The U.S. National Counterterrorism Center (NCTC) website has a page on the PKK, titled "Kongra-Gel (KGK)". However the link to the page, which describes PYD as the Syrian affiliate of the terrorist PKK, is broken.
In addition, Obama-era Defense Secretary Ashton Carter had also admitted the relationship between the YPG and the PKK before a Senate panel on the terrorist organization Daesh in 2016.
Carter confirmed the connection between the YPG and the PKK when asked by Sen. Lindsey Graham.
YPG 'name change' on US request
The U.S. State Department also did not make any correction after spokesperson Heather Nauert called the YPG in Afrin, Syria "the PKK".

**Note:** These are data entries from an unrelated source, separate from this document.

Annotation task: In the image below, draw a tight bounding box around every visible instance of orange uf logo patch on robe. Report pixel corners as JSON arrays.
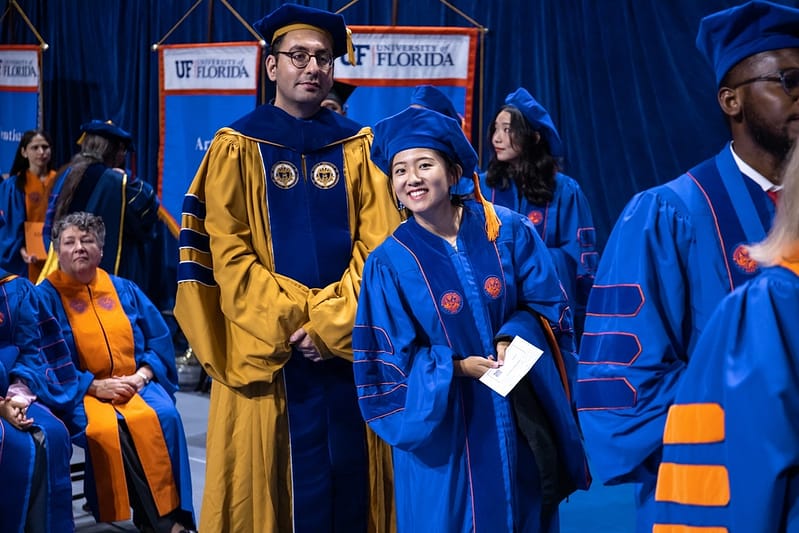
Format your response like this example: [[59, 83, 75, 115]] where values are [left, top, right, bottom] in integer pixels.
[[441, 291, 463, 315], [483, 276, 502, 300], [97, 296, 115, 311], [527, 209, 544, 226], [732, 244, 757, 274]]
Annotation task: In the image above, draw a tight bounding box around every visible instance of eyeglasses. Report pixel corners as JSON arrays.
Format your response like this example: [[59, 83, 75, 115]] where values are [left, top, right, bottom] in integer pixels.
[[731, 68, 799, 98], [275, 50, 333, 70]]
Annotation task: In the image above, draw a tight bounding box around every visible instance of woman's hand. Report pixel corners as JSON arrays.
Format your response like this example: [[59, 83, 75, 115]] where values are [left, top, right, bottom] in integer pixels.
[[0, 398, 33, 431], [497, 341, 510, 366], [89, 376, 138, 403], [452, 352, 496, 379]]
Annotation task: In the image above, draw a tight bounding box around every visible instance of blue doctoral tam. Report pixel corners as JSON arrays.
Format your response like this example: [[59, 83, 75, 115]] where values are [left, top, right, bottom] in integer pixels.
[[696, 0, 799, 85], [253, 4, 349, 57], [505, 87, 563, 157], [78, 120, 133, 152], [372, 107, 477, 176], [411, 85, 461, 122]]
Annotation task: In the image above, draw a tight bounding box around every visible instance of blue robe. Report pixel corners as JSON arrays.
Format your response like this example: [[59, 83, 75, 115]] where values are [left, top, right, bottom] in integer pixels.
[[353, 202, 587, 532], [576, 145, 774, 531], [0, 271, 77, 533], [480, 172, 599, 332], [36, 276, 194, 517], [655, 263, 799, 533], [42, 163, 158, 292]]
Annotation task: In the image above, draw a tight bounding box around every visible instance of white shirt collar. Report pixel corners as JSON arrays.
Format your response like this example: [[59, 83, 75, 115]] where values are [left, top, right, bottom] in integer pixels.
[[730, 143, 782, 191]]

"Turkey has taken its eye off the ball ISIS [Daesh] and is going after the PKK this time," Nauert said last month in a news conference without a correction, referring to Turkey's military operation to remove the PYD/PKK terrorists from Afrin.
Last July, Raymond Thomas, the head of U.S. special operations command, urged YPG to rebrand itself to avoid Turkish concerns and give the group a voice in Syria's future.

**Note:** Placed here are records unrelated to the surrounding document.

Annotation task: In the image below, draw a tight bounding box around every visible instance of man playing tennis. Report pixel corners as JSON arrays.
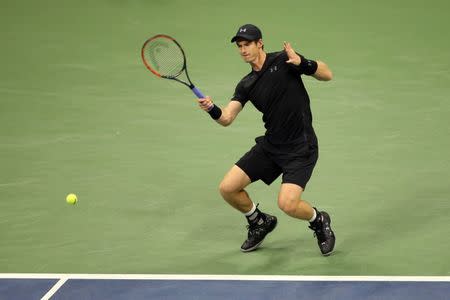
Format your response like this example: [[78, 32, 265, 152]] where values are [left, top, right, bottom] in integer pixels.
[[198, 24, 335, 255]]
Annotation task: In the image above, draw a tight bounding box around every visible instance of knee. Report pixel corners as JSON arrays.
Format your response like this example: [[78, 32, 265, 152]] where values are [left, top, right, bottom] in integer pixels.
[[219, 180, 237, 197], [278, 197, 300, 216]]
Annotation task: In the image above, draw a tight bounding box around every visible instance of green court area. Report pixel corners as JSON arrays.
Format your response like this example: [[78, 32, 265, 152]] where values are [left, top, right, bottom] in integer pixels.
[[0, 0, 450, 276]]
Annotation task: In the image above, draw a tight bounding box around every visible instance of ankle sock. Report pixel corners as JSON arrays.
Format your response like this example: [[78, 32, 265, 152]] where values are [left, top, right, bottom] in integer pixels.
[[244, 203, 263, 224]]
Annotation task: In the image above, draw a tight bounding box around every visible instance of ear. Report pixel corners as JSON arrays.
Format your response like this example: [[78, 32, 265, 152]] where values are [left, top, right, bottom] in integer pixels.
[[256, 39, 264, 49]]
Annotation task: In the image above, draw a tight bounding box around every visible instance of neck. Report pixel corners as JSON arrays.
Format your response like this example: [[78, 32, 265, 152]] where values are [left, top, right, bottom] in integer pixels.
[[250, 50, 266, 71]]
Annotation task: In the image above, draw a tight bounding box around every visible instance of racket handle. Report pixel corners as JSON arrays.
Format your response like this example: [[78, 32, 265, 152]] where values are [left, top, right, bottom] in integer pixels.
[[191, 86, 205, 98]]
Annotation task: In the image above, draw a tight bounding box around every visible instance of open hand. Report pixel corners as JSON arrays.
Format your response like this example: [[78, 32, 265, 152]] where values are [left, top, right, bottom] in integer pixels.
[[283, 42, 302, 66]]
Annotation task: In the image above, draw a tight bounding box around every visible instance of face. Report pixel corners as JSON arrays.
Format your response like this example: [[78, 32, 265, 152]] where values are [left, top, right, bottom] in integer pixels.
[[236, 40, 263, 63]]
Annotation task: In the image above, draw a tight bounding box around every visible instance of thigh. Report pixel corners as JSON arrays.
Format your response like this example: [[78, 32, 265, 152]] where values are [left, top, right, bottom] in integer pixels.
[[220, 166, 251, 192], [236, 144, 281, 185], [281, 147, 319, 190]]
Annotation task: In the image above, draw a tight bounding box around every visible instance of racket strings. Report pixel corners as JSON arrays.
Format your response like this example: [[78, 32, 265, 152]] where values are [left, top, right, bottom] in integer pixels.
[[144, 38, 184, 78]]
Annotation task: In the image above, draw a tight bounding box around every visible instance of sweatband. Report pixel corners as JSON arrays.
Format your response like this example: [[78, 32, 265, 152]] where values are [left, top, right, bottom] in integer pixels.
[[208, 104, 222, 120]]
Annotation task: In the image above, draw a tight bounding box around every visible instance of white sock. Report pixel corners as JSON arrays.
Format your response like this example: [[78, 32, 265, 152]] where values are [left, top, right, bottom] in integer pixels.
[[309, 208, 317, 223], [244, 203, 256, 217]]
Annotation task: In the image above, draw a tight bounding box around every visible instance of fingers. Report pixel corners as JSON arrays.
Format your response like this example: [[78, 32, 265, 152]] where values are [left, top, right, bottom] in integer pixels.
[[197, 96, 213, 111], [283, 42, 300, 65]]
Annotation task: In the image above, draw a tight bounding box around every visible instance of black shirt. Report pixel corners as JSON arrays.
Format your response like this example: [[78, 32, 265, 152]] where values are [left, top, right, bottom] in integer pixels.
[[232, 51, 317, 146]]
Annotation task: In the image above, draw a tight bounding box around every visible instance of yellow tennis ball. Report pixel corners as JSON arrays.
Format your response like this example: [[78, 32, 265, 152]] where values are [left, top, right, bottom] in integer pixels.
[[66, 194, 78, 204]]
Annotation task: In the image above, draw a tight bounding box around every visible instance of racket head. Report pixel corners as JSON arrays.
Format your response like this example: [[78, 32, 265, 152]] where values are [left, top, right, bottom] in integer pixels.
[[141, 34, 186, 79]]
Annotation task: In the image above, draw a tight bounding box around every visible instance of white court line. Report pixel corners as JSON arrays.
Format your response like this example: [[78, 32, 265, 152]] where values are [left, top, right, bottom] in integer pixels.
[[41, 277, 69, 300], [0, 273, 450, 286]]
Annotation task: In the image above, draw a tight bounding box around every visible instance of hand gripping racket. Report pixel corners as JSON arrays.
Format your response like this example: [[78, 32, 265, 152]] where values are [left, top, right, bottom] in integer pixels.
[[141, 34, 205, 98]]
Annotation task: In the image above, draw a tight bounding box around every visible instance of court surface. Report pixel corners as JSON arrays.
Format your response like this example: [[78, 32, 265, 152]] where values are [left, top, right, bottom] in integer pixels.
[[0, 274, 450, 300], [0, 0, 450, 299]]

"They formally called themselves the YPG, who the Turks would say equated to the PKK," he said. "So we literally played back to them that you’ve got to change your brand. What do you want to call yourself beside the YPG? With about a day’s notice, they declared that they were the Syrian Democratic Forces."
The name change was vital to getting the group legitimacy in talks about Syria's future, Thomas said.
According to NATO sources, PYD was also recognized as a terror organization during a NATO meeting in 2013, and the U.S. ratified the decision.
The UK government also said it is the Turkish government’s legitimate right to defend itself against the PKK violence.
“We are very concerned over possible links. We don’t seek any link with the PKK and ourselves in any way,” said Alistair Burt, Minister of State for the Middle East, speaking at a session of the House of Commons’ Foreign Affairs Committee.
“We urge the PYD at all times to sever any links it might have with the PKK,” he added.
Dutch Foreign Minister Halbe Zijlstra said late January that Turkey had sufficient grounds for self-defense since the country faced attacks.
Referring to the right of self-defence under international law and Article 51 of the UN Charter, Zijlstra said there were “clear attacks” against Turkey which gave the country “sufficient grounds” to defend itself.
On January 27, 2016, the Spanish Interior Ministry announced that a total of nine persons -- eight from Spain and one from Turkey -- were arrested over having links to the PKK.
According to an indictment approved by a Spanish court, two of the arrested people were allegedly received training in the north of Syria in the fight against Daesh, and joined YPG, the armed force of PKK in north Syria.